É, no mínimo, irresponsabilidade publicar tal comentário apenas baseando-se em opinião de terceiros, sem nunca ter visto o livro.

e-BocaLivre disse...

Caro Senhor,
deve ter havido confusão entre "leitor de quinta" e leitor de quinta, não?

O papel da crítica é dizer ao leitor, entre outras coisas, se vale a pena ler um livro ou não. Como confio nas opiniões da resenhista, "dá pra ver que não é bom" (o livro, não o autor).
Cito o trecho em que se baseia meu juízo: "O problema da obra está, basicamente, em sua edição. Há, por exemplo, erros banais de português de toda ordem, como troca de letras e falta de concordância.
Outro problema está nas análises do autor. Não propriamente no conteúdo, mas no desenrolar. A má escolha no formato das numerosas citações e a falta de padrão fazem com que o leitor, em alguns trechos, se perca em quase 500 anos de história.
Apaixonado que é pela cachaça (mas não escritor), é natural que, ansioso por destilar seu conhecimento sobre a bebida, Cavalcante se perca em digressões e faça remissões sucessivas a um mesmo argumento, o que uma boa edição resolveria".

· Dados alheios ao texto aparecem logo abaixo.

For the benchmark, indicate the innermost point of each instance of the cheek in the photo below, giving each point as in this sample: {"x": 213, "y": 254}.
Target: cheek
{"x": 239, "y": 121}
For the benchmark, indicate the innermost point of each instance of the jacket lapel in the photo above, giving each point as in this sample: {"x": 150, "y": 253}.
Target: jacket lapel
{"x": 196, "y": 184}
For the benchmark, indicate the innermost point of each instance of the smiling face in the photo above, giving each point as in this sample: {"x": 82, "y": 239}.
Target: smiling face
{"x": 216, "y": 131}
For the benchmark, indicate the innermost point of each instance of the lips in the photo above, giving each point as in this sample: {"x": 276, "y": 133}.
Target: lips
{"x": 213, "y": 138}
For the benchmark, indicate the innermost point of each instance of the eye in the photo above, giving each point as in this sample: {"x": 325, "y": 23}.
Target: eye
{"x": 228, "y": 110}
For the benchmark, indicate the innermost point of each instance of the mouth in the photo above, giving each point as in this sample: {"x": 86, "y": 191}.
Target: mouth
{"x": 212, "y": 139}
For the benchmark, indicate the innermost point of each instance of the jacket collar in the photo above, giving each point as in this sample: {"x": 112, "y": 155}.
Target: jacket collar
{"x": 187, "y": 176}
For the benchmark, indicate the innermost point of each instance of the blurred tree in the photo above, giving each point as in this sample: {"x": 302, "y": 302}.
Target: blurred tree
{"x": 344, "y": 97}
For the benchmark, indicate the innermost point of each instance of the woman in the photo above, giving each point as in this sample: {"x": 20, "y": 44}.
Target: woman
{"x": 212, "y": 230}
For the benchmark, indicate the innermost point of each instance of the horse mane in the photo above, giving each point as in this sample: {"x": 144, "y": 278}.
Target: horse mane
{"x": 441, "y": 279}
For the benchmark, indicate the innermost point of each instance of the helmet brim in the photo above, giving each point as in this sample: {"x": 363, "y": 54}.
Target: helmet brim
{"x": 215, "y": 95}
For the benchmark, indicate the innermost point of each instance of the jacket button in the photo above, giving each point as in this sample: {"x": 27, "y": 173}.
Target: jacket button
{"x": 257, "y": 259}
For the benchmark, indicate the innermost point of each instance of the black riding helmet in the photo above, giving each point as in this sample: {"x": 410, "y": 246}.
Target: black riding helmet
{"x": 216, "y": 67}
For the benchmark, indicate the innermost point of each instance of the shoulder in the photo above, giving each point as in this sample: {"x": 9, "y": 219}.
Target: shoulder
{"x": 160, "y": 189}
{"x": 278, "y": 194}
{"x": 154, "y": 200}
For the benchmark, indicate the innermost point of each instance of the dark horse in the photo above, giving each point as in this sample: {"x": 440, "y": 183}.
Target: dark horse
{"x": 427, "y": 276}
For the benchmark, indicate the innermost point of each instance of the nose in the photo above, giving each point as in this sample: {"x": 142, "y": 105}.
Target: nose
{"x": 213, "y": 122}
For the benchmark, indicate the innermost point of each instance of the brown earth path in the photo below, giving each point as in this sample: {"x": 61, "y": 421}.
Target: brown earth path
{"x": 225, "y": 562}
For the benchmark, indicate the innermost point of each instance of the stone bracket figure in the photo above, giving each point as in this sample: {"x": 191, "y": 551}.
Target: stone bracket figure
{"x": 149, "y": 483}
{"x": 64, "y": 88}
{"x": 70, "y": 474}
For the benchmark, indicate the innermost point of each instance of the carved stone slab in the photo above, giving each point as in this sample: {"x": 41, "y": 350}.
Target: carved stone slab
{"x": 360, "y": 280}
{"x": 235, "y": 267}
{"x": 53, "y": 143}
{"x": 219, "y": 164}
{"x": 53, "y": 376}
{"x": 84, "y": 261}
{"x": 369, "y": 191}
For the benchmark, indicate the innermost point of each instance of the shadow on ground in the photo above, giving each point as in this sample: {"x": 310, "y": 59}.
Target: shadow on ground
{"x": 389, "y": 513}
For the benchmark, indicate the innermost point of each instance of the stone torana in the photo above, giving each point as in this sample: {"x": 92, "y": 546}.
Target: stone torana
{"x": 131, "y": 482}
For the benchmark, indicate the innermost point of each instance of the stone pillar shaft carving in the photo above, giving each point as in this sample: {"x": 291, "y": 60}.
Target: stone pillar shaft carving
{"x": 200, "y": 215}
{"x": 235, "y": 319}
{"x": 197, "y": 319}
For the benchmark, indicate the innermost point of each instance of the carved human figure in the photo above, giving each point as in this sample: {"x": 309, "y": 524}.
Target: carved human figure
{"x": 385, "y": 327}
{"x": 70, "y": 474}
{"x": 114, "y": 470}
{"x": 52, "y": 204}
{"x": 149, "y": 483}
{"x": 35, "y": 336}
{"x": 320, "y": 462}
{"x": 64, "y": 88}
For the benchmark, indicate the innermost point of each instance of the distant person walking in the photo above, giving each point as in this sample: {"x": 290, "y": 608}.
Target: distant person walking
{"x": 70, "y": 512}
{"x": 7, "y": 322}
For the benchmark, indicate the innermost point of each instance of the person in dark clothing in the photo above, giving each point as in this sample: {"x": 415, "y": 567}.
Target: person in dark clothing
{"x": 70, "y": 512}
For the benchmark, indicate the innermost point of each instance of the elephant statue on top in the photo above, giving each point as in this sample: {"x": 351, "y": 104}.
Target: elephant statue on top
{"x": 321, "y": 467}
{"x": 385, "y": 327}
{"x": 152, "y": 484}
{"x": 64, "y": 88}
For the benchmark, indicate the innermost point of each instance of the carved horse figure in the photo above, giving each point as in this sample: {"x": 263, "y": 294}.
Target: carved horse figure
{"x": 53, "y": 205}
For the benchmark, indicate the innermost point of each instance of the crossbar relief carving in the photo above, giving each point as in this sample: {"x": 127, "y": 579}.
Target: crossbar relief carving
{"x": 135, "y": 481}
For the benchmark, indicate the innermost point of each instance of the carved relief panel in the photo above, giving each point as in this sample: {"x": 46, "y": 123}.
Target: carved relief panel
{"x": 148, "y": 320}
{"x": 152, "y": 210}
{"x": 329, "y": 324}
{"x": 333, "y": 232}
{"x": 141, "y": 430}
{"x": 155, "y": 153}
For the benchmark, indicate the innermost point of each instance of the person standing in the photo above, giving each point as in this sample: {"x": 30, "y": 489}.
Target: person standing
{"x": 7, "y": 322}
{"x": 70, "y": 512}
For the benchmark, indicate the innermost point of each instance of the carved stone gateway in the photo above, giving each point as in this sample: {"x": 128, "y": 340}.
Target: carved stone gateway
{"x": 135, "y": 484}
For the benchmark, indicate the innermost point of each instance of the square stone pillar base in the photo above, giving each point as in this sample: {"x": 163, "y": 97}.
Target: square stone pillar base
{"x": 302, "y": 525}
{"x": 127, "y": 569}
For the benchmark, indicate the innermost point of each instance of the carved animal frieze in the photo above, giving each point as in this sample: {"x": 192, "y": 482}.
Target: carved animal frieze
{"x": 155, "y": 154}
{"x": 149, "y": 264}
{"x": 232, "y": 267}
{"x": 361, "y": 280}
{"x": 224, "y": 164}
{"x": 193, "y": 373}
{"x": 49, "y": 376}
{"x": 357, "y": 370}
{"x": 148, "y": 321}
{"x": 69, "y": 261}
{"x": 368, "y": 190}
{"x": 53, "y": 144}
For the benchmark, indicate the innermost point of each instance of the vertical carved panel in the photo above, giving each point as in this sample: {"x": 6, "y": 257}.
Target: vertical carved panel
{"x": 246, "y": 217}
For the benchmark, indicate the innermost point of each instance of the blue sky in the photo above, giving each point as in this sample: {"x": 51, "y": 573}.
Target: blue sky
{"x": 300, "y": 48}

Em outras palavras, ela está criticando A EDIÇÃO a que o livro foi submetido, sem qualquer preparação mais cuidadosa do original. O senhor, como os leitores, são vítimas de uma moda editorial que confunde editora com "imprimeria". É lamentável para todos, é claro.

Grato,

CAD

messias s. cavalcante disse...

Agradeço a atenção e transcrevo abaixo o e-mail que enviei à resenhista:

Em 22/09/2011 a colunista Cristiana Couto resenhou o livro A Verdadeira História da Cachaça. Segue minha apreciação:

Ao comentar:

"O problema da obra está, basicamente, em sua edição. Há, por exemplo, erros banais de português de toda ordem, como troca de letras e falta de concordância."

Ela seguramente está se referindo às várias transcrições encontradas na obra, que foram escritas como no original, com eventuais erros de acentuação e concordância.

Mais adiante:

" A má escolha no formato das numerosas citações e a falta de padrão fazem com que o leitor, em alguns trechos, se perca em quase 500 anos de história."

A resenhista demonstra desconhecer as normas da ABNT sobre citações bibliográficas. Recomendo a consulta da Norma ABNT 10520-2002.